Implementation:OpenGVLab InternVL MPT Flash Attn Triton
| Knowledge Sources | |
|---|---|
| Domains | GPU Kernel, Flash Attention, Triton Compiler |
| Last Updated | 2026-02-07 14:00 GMT |
Overview
Triton-based FlashAttention implementation providing GPU-optimized fused forward and backward attention kernels with support for causal masking, attention bias (ALiBi), arbitrary sequence lengths, and head dimensions up to 128, ported from HazyResearch's flash-attention repository.
Description
This module provides a high-performance Triton-compiled FlashAttention implementation that fuses the entire attention computation (QK^T, softmax, V multiplication) into a single GPU kernel pass, avoiding materialization of the full attention matrix for significant memory savings.

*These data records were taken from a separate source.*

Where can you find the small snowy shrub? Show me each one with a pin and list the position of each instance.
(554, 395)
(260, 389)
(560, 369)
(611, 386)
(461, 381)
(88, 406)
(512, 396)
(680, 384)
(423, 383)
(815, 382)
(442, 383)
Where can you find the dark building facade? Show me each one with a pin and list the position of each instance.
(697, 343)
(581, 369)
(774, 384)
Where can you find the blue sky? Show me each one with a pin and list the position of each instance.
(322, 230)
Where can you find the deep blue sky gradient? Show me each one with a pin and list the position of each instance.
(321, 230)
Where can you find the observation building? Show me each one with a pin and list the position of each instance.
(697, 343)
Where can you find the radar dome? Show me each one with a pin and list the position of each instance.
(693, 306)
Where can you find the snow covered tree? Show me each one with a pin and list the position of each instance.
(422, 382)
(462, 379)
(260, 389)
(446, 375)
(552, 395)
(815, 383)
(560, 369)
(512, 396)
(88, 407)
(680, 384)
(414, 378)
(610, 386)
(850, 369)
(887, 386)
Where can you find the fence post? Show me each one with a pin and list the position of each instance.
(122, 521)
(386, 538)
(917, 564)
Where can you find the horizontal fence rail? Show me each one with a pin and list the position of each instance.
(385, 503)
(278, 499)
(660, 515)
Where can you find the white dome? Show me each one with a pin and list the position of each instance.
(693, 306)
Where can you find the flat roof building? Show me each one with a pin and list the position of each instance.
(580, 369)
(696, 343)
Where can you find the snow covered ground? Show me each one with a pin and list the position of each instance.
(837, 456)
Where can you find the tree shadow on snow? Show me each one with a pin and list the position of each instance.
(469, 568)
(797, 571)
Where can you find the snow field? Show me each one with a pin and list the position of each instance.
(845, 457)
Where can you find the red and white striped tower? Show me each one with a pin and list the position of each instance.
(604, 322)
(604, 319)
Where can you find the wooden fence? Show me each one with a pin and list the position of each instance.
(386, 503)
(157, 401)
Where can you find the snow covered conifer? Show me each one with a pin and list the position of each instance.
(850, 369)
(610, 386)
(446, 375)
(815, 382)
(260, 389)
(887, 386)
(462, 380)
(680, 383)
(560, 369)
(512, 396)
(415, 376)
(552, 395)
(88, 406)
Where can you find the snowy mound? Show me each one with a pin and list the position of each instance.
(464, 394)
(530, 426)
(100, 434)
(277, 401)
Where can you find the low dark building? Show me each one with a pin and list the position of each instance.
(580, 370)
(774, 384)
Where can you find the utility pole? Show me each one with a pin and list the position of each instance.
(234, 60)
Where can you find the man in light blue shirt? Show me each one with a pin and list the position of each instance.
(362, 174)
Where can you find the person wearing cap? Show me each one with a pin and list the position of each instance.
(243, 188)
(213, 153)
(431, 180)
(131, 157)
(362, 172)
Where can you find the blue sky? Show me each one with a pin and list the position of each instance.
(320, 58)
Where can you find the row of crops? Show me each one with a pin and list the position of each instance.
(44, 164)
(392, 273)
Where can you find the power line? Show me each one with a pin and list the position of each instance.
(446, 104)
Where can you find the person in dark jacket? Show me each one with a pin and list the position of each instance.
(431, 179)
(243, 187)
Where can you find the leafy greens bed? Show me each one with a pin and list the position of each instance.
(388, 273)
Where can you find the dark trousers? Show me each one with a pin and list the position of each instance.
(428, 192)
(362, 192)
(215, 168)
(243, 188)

Forward Kernel (_fwd_kernel): A Triton JIT-compiled kernel that implements the online softmax algorithm (log-sum-exp tracking) to compute attention in a single pass over key-value blocks. It uses heuristic-based specialization for even/odd sequence lengths and head dimensions to minimize boundary-checking overhead. Supports three attention bias types: none, vector (1D per-key bias for ALiBi), and matrix (2D query-key bias). The kernel operates on blocks of size BLOCK_M x BLOCK_N (typically 128x128) with configurable warps.
Backward Kernels: Two backward kernels implement the gradient computation: _bwd_preprocess_do_o_dot computes the delta values (dot product of output and grad-output), and _bwd_kernel_one_col_block computes dQ, dK, dV gradients with optional sequence-parallel mode using atomic adds for better parallelism on small batch sizes. The backward kernel uses Triton autotuning to select between sequential and parallel configurations.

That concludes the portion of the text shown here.